The Complete Guide to: Beagles

Cheeky and curious by nature, Beagles are a fun-loving dog that will fit into almost any family home. Known for their bravery and loyalty, there are plenty of things to love about them. Like any dog though, they need lots of TLC. Here’s more on the Beagle, and how to give them the home they deserve.


There’s some debate over the Beagle name, and where it originates from. Their history as a breed throws up similar ambiguity, with some references of dogs like the ones we know today stretching right back to ancient Greece. What we do know, however, is that the Beagle we recognise today was established in England in the 15th century. References of UK Beagle breeders are documented in detail from as early as the 19th century.

You’ll hear of both “pocket” Beagles and the average-sized version of the breed. Generally speaking, miniature Beagles aren’t quite as popular as they once were in the UK. The USA does still have two sizes of Beagle, those under 13 inches and those between 13 and 15 inches. The smaller size stems from their history as hunting hounds, used to seek out smaller prey like rabbits which typically evaded larger breeds.

Today, Beagles are popular throughout the world thanks to their easy-going nature, adaptability and winning personalities. Because of its long history, there’s plenty of support for the Beagle, with groups keen to keep the breed going, rather than letting it fall into extinction like some earlier Beagle-type dogs.


Small, sturdy and athletic, Beagles are nimble and energetic. This comes across in both their physique and their intelligent little faces. Part of their appeal within some busier households is the fact that they require little grooming.

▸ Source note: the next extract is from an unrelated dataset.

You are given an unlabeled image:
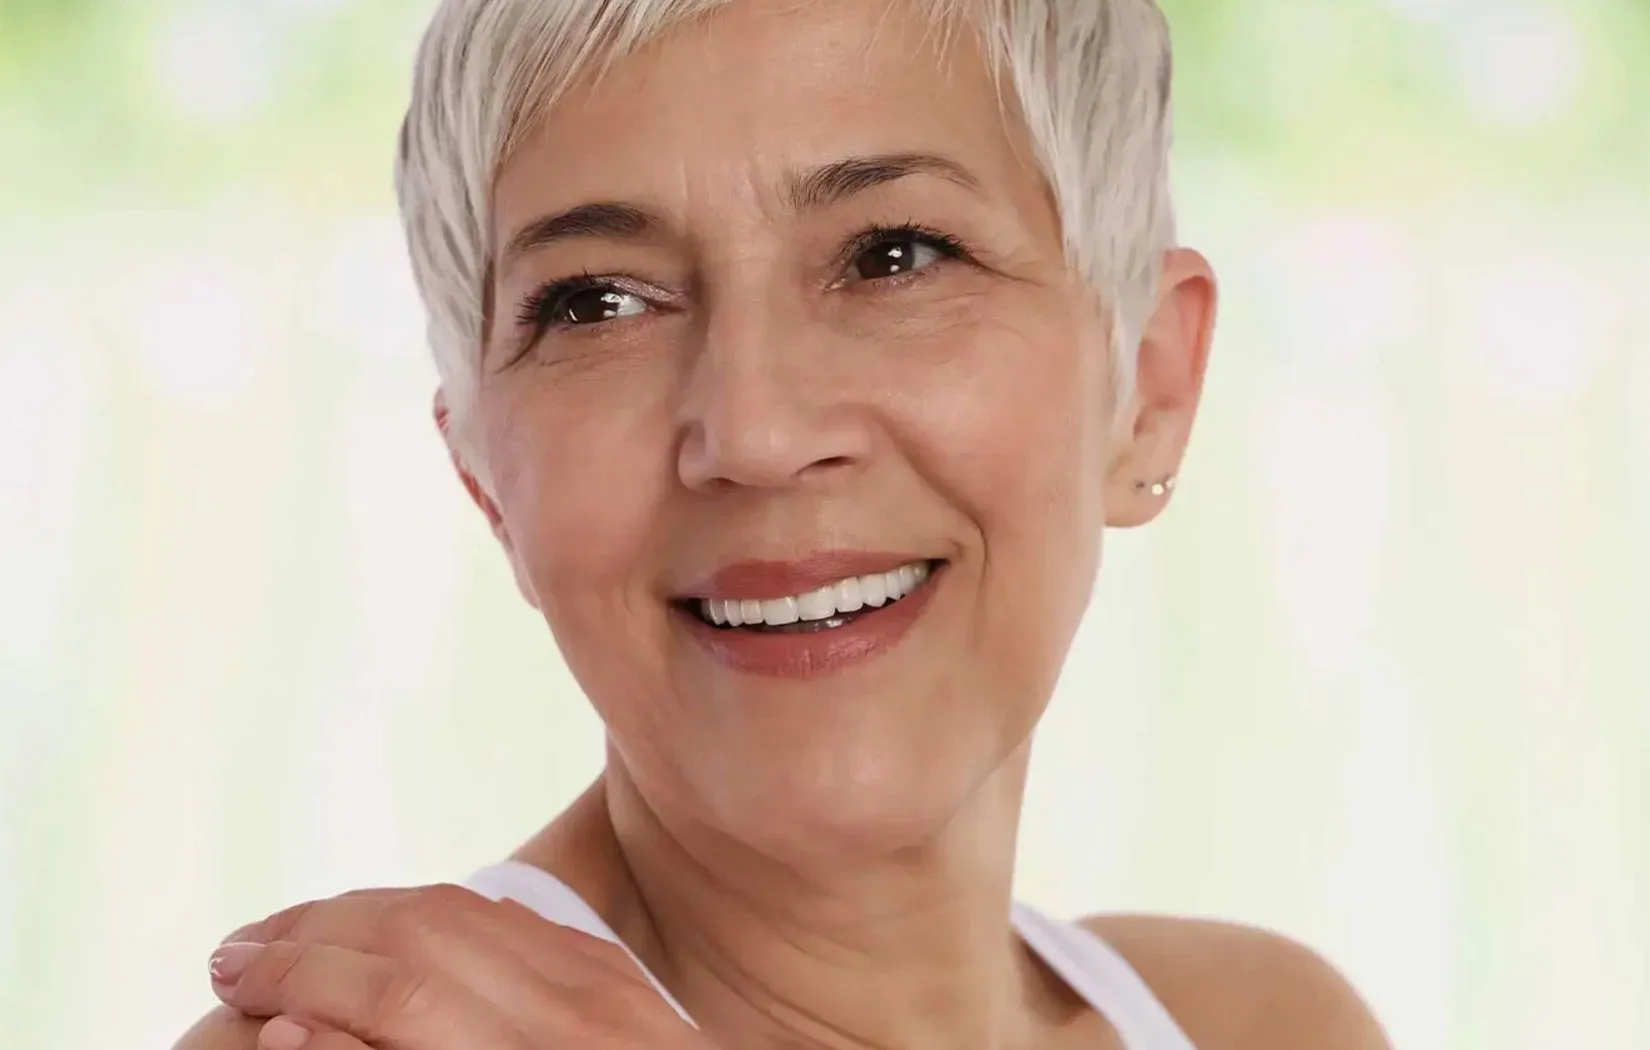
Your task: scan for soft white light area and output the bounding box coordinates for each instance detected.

Their short, shiny coats are both weatherproof and easy to maintain, and theycome in all hound recognised colours ie:Tricolour (black, tan and white); blue, white and tan; badger pied; hare pied; lemon pied; lemon and white; red and white; tan and white; black and white; all white. With the exception of all white, all the above mentioned colours can be found as mottle.

They are classed as small-to-medium dogs, standing at around 13 to 16 inches tall in adulthood. With medium-length heads, kind and inquisitive wide-set eyes, and rounded ears, they exude intelligence and kindliness. They’re supple movers and well balanced in terms of their physical stature too.


Perfect for first-time dog owners, and families with children of all ages, Beagles are sociable, friendly and love to get up to mischief. This will give you all hours of fun, and their playful nature will keep you entertained. However, because they are easily over-excited, it’s always wise to keep an eye on them with little children.

They are prone to wandering, particularly if they catch an interesting scent. That means you’ll need to be on your toes when you’re exploring, as well as ensuring your back garden and other outdoor areas are securely fenced in.

With an innate desire to please their owners, they’re adaptable and eager to learn new tricks and skills. Despite their excitable, exuberant personality, they only need around one to two hours’ exercise a day, and they’ll be keen to experience a range of walks and activities.


It’s easy to think that given their energetic character, Beagles need to be kept on-the-go from day one, but it’s best to give them short bursts of activity to avoid putting stress on their little limbs and joints. If they appear tired, stop your activity and give them a break.

Stimulation is another top tip for Beagle owners, and remembering that they are scent hounds is the key here. That means games that include seeking things out - as well as walks with lots of interesting scents for them to track - will help keep them happy.

Training Tips

  • Scent games at home – any dog can become stressed if left for long periods. One way to help reduce this in Beagles is to use the technique of scent games even when you’re out. Leaving a few toys and treats for them to seek out will help engage their inquisitive minds.
  • Socialisation – Beagles can bark, especially if they’re alone or stressed. Early socialisation with a variety of people and other dogs will help accustom them to different situations. You can do this both at home and through local puppy parties.
  • Zoning areas – crate training is a universal way of comforting dogs when at home, especially if they are left alone, or if they need a quiet, safe place to retreat to. This is something you can integrate into your routine from an early age, but you can also gate off areas to zone them, with sleeping, feeding and water areas set up in suitable places throughout your home. This will give them comforting familiarity and predictability.
  • Simple commands – commands such as “sit”, and “fetch” can be used on walks and at home from early on,which can help build a stronger bond with your Beagle,while also exerting the mental muscles these dogs are so keen to flex.


Beagles are known thieves when it comes to food, and they are prone to put on weight. Beagle puppies are also susceptible to tummy complaints, so any changes to diet need to be taken gradually, and with the advice of your vet. Because of all these factors, it’s important to get proper guidance before setting up food and exercise routines.